Was habe ich mich auf den zweiten Band der Dilogie gefreut. Optisch & auch inhaltlich fügt es sich nahtlos ein. Diese Geschichte ist für mich wirklich besonders, da sie Fantasy mit Tiefe verbindet. Poetisch bis schmerzlich wird mit Themen wie Krankheit & Trauer umgegangen. Großes Kino. Der Schreibstil hat mich auch dieses Mal wieder abgeholt. Wie oft ist mir ein Seufzen über die Lippen entwichen.

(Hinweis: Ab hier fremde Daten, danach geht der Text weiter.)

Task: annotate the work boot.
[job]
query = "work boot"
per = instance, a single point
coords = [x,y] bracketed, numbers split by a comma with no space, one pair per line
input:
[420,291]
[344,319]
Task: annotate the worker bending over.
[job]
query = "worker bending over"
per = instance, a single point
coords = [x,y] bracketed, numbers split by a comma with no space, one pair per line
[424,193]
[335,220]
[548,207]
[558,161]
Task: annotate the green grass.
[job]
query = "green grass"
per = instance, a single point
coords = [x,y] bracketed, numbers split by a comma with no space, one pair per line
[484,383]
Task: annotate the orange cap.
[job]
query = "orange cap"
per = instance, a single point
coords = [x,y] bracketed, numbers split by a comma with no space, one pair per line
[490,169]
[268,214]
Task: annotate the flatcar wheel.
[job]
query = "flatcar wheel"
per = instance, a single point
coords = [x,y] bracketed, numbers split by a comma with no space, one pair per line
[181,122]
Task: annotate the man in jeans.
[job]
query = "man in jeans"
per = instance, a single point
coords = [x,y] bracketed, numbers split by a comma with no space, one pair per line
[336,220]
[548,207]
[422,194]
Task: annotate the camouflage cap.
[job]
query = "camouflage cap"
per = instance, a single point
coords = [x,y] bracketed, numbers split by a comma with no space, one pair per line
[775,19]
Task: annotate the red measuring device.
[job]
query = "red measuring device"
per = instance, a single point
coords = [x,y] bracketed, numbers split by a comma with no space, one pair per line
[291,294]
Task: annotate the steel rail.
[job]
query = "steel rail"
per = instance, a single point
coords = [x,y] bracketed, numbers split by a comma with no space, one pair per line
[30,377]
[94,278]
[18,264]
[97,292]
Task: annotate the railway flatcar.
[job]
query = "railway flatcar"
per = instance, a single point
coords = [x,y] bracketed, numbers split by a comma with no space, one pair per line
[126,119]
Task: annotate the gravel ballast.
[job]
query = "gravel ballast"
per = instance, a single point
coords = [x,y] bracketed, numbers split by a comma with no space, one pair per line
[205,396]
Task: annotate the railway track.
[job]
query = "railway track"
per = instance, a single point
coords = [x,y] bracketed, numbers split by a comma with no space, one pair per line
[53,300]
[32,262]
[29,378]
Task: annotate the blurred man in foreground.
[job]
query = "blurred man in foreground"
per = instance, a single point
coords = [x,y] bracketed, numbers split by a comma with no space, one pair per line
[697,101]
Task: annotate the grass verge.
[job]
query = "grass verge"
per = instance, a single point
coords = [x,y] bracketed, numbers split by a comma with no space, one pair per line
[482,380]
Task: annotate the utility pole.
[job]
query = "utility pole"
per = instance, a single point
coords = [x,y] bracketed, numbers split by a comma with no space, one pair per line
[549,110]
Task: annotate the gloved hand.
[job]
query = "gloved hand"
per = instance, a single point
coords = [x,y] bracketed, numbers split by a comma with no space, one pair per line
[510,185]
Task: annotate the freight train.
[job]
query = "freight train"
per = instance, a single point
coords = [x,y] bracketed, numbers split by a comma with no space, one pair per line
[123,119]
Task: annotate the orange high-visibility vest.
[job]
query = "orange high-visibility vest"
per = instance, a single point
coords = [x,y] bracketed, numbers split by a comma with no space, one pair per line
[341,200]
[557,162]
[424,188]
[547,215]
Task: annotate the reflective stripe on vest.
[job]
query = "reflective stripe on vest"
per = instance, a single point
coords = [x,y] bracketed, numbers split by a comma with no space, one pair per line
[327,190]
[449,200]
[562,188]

Nemesis & Mercury, als Protagonisten haben mir wieder gut gefallen, vor allem weil beide mit Traumata zu kämpfen haben & sich weiterentwickeln. Ihr Freundeskreis ist auch sehr vielfältig, was ich zu schätzen weiß. Es gab erneut unvorhersehbare Wendungen, manche waren schon nicht ohne. Zwei kleine Wehmutstropfen hat dieser Teil, zum Einen ist diese Reihe vollendet und zum Ende hin hätte ich mir etwas mehr Raum zum Auserzählen gewünscht. Nichtsdestotrotz ein wunderbares Werk, bitte mehr in ähnlicher Form aus der Feder der Autorin Ruby Brown.

«Ich hasse, wie du mit dir umgehst und damit auch mit mir umgehst.»

«Mein Herz ist eine offene Wunde...»

«Eine Entscheidung für die Lebenden ist keine gegen die Verstorbenen, oder? Denn Vergangenheit kann bestehen, ohne die Zukunft zu versperren. Erinnerungen müssen nicht jeden Gedanken dominieren, was gewesen ist, muss nicht die Chance auf Veränderung nehmen.»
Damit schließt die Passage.